Jornada de Responsabilidad en el Tráfico: 7 de julio




Queridos amigos sacerdotes y profesionales de la carretera:

Ante la próxima jornada de Responsabilidad en el Tráfico que este año tiene como lema “NO HARÁS A NADIE LO QUE TU ABORRECES” (Tob. 4, 10), queremos resaltar que este año celebramos el 51 aniversario de esta jornada y de la creación del Departamento de Apostolado de la Carretera de la CEE. Con ese motivo se ha publicado el documento que lleva por título: Espíritu Cristiano y Tráfico. Con motivo de las bodas de oro de esta efeméride los delegados de responsables de este Apostolado, viajamos a Roma visitando al Papa quien tuvo el detalle de saludar y recordar de modo particular a La Rioja y a los riojanos.

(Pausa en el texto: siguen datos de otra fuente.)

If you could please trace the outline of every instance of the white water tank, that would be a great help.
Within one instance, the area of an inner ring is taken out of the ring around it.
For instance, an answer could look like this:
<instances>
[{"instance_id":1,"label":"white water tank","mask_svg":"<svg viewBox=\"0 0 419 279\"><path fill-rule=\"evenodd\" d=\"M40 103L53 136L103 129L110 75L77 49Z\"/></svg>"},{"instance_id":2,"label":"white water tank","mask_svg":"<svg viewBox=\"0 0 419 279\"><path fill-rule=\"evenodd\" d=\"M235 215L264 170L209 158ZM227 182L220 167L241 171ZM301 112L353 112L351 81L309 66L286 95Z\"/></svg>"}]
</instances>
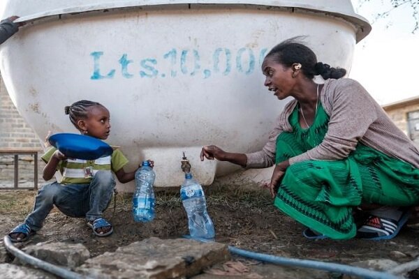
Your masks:
<instances>
[{"instance_id":1,"label":"white water tank","mask_svg":"<svg viewBox=\"0 0 419 279\"><path fill-rule=\"evenodd\" d=\"M130 160L126 171L154 160L156 186L181 184L182 151L208 185L240 167L201 163L203 145L263 146L285 104L260 68L275 45L307 36L319 61L350 70L371 30L350 0L2 0L0 17L13 15L27 24L0 46L0 70L40 139L77 133L64 106L99 102L111 114L107 142Z\"/></svg>"}]
</instances>

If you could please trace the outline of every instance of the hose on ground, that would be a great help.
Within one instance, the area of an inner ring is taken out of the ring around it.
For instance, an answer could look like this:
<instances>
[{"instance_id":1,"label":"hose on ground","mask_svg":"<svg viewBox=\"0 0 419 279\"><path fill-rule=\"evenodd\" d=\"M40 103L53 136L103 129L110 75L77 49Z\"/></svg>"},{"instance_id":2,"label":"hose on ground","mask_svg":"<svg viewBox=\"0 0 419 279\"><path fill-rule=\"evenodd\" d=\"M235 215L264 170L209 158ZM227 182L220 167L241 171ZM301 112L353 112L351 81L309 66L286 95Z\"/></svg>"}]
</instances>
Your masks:
<instances>
[{"instance_id":1,"label":"hose on ground","mask_svg":"<svg viewBox=\"0 0 419 279\"><path fill-rule=\"evenodd\" d=\"M66 269L57 266L52 264L50 264L49 262L44 262L41 259L37 259L35 257L32 257L29 255L26 254L23 251L17 249L12 241L8 236L4 236L4 246L15 257L18 258L20 260L29 264L34 266L36 266L39 269L43 269L46 271L48 271L50 273L55 274L60 278L64 279L86 279L88 277L84 276L82 276L75 272L73 272Z\"/></svg>"},{"instance_id":2,"label":"hose on ground","mask_svg":"<svg viewBox=\"0 0 419 279\"><path fill-rule=\"evenodd\" d=\"M184 236L184 238L193 239L201 242L212 242L213 239L205 239L202 238L193 238L190 235ZM323 262L311 259L300 259L287 258L284 257L273 256L267 254L262 254L249 251L229 246L228 250L233 254L240 257L256 259L263 262L279 264L283 266L302 267L306 269L320 269L325 271L336 272L344 274L353 275L362 278L367 279L401 279L402 277L397 276L390 273L376 271L370 269L363 269L358 266L352 266L346 264L335 264L333 262Z\"/></svg>"},{"instance_id":3,"label":"hose on ground","mask_svg":"<svg viewBox=\"0 0 419 279\"><path fill-rule=\"evenodd\" d=\"M270 255L258 253L240 249L234 246L228 246L228 250L241 257L257 259L258 261L270 262L290 266L304 267L308 269L321 269L325 271L337 272L340 273L353 275L362 278L369 279L400 279L401 277L382 271L372 271L357 266L346 264L323 262L309 259L300 259L272 256Z\"/></svg>"}]
</instances>

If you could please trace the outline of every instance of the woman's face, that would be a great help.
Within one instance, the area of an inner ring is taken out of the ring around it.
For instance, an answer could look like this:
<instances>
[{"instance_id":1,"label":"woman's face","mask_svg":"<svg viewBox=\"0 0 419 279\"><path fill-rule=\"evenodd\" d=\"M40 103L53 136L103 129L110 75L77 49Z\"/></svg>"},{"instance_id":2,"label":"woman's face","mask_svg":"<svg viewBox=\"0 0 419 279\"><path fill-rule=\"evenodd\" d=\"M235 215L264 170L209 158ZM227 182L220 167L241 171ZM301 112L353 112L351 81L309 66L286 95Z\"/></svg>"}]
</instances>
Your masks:
<instances>
[{"instance_id":1,"label":"woman's face","mask_svg":"<svg viewBox=\"0 0 419 279\"><path fill-rule=\"evenodd\" d=\"M283 100L291 95L295 84L291 68L287 68L267 56L262 63L262 72L266 77L265 86L270 91L274 92L278 99Z\"/></svg>"}]
</instances>

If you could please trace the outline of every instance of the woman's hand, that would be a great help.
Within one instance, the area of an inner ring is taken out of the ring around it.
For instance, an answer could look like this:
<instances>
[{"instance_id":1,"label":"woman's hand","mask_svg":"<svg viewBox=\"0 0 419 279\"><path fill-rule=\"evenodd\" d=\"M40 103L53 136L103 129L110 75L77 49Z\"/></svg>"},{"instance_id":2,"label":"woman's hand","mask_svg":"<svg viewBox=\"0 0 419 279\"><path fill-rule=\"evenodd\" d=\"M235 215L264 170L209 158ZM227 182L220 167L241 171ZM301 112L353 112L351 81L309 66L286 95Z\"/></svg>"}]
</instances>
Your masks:
<instances>
[{"instance_id":1,"label":"woman's hand","mask_svg":"<svg viewBox=\"0 0 419 279\"><path fill-rule=\"evenodd\" d=\"M203 147L200 158L201 161L204 160L204 157L208 160L216 159L224 160L226 152L215 145L207 145Z\"/></svg>"},{"instance_id":2,"label":"woman's hand","mask_svg":"<svg viewBox=\"0 0 419 279\"><path fill-rule=\"evenodd\" d=\"M289 162L287 160L281 162L277 164L274 169L274 173L272 174L272 177L271 178L271 181L269 184L269 191L271 193L271 196L272 197L275 197L277 193L278 193L278 189L279 188L279 186L281 184L281 181L284 178L284 175L285 174L285 172L286 171L287 167L290 165Z\"/></svg>"}]
</instances>

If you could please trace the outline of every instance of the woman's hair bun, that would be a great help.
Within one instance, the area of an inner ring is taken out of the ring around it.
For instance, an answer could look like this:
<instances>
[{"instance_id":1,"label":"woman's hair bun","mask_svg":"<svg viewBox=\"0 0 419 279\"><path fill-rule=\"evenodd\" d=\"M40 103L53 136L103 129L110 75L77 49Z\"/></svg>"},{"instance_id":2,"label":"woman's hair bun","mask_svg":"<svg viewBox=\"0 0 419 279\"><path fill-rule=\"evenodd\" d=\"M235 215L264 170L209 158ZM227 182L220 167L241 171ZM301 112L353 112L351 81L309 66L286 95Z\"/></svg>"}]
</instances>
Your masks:
<instances>
[{"instance_id":1,"label":"woman's hair bun","mask_svg":"<svg viewBox=\"0 0 419 279\"><path fill-rule=\"evenodd\" d=\"M332 68L330 65L322 62L317 62L314 65L316 75L320 75L324 80L339 79L346 74L346 70L342 68Z\"/></svg>"}]
</instances>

Nos encontramos al inicio de las vacaciones, cuando viaja tanta gente y por desgracia ocurren tantos accidentes de tráfico; estamos celebrando el Año Jubilar de uno de nuestros Patronos, Santo Domingo de la Calzada por ser el milenario de su nacimiento, por cuya ciudad han pasado a lo largo de la historia miles y miles de peregrinos de Europa a los que se añaden actualmente peregrinos de todo el mundo. En la Diócesis de Calahorra y La Calzada- Logroño tiene lugar actualmente la Misión Euntes en cuya realización estamos implicados todos los riojanos. Para despojarnos de una vida cómoda y adentrarnos en una vida santa de amor apasionado a Jesucristo y a su Iglesia llevando el mensaje del Evangelio a todos los rincones de nuestra tierra, el Papa nos está invitando a salir a las periferias para dar a conocer a Jesús que es el único Salvador de los hombres: Él es el Camino, la Verdad y La Vida.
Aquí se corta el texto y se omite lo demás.